3. Proposed Approach

We design and implement a deep learning Android malicious detection method based on feature analysis. As shown in Fig. 1, the method is composed of four different modules:

E1KOBZ_2021_v15n6_2188_f0001.png 이미지

Fig. 1. Android malicious detection framework

1. Feature Extraction Module: a wide range of static analysis of applications, from which different types of behavioral features are extracted as feature sets through reverse engineering.

2. Feature Analysis Module: In order to eliminate the redundancy and irrelevance of behavioral features and improve the detection accuracy of malicious applications, we use the TF-IDF algorithm to calculate the importance of each feature to application detection, and select and reconstruct the feature vector.

3. Feature Embedding Module: select features from feature sets of different dimensions according to the weight to form a joint feature set and map it to a joint vector space.

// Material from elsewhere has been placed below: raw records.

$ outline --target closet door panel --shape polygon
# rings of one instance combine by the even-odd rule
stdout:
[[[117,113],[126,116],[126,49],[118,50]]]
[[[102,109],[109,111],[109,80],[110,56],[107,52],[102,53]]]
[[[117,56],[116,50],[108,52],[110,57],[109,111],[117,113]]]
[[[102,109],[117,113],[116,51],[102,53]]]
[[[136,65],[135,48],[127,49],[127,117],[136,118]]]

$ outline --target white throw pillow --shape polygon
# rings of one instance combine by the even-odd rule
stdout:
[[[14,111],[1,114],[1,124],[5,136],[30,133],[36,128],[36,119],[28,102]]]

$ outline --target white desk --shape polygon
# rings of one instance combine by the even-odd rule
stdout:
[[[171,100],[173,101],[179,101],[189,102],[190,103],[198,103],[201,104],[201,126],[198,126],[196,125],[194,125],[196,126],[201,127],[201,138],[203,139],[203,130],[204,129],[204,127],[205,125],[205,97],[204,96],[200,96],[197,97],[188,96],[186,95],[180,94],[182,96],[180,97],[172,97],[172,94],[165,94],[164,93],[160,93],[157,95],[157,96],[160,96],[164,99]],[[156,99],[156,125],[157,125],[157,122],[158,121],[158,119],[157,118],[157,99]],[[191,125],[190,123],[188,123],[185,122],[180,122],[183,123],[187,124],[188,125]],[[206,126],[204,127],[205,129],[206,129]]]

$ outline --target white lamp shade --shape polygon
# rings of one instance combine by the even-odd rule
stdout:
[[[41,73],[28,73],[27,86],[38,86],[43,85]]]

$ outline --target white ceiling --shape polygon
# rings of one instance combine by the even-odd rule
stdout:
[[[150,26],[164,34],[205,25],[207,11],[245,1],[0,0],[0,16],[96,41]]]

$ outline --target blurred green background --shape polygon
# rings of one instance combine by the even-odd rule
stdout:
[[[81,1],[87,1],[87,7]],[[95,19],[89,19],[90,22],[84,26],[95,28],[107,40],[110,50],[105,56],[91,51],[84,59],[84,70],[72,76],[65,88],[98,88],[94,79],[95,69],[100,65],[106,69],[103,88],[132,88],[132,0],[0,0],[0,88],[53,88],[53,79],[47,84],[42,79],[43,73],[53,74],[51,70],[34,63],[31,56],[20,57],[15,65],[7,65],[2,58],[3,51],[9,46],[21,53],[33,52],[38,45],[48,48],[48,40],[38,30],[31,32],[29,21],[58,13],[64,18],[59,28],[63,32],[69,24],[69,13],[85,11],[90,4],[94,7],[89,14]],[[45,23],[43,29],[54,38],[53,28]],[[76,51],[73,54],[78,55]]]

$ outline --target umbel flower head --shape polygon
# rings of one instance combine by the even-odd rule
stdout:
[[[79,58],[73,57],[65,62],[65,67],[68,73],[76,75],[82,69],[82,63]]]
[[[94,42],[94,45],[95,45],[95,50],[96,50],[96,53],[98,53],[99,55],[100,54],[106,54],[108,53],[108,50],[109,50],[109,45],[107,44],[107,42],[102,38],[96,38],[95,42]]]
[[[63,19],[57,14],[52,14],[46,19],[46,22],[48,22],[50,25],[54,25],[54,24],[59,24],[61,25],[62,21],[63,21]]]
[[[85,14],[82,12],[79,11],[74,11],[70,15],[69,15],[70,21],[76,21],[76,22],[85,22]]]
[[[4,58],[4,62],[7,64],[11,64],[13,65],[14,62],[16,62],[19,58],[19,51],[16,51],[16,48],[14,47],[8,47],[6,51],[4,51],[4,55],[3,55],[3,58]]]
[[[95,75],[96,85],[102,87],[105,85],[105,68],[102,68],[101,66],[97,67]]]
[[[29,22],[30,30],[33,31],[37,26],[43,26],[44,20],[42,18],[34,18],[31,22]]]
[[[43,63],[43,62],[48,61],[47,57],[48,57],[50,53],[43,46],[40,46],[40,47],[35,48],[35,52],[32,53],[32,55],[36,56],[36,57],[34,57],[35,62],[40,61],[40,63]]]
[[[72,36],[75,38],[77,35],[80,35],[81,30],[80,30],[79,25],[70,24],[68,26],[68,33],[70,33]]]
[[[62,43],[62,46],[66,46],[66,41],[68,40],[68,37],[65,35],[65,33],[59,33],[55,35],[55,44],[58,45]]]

4. Detection Module: the traditional detection model is lack of effective learning ability of behavior features, and cannot effectively analyze a large number of behavior features. Therefore, we use Long Short-Term Memory neural network (LSTM) to detect and classify malware after learning the essential behavior features.

In the next four sections, we will discuss the details of these modules and provide the necessary background information. The Android malicious detection framework is shown in Fig. 1.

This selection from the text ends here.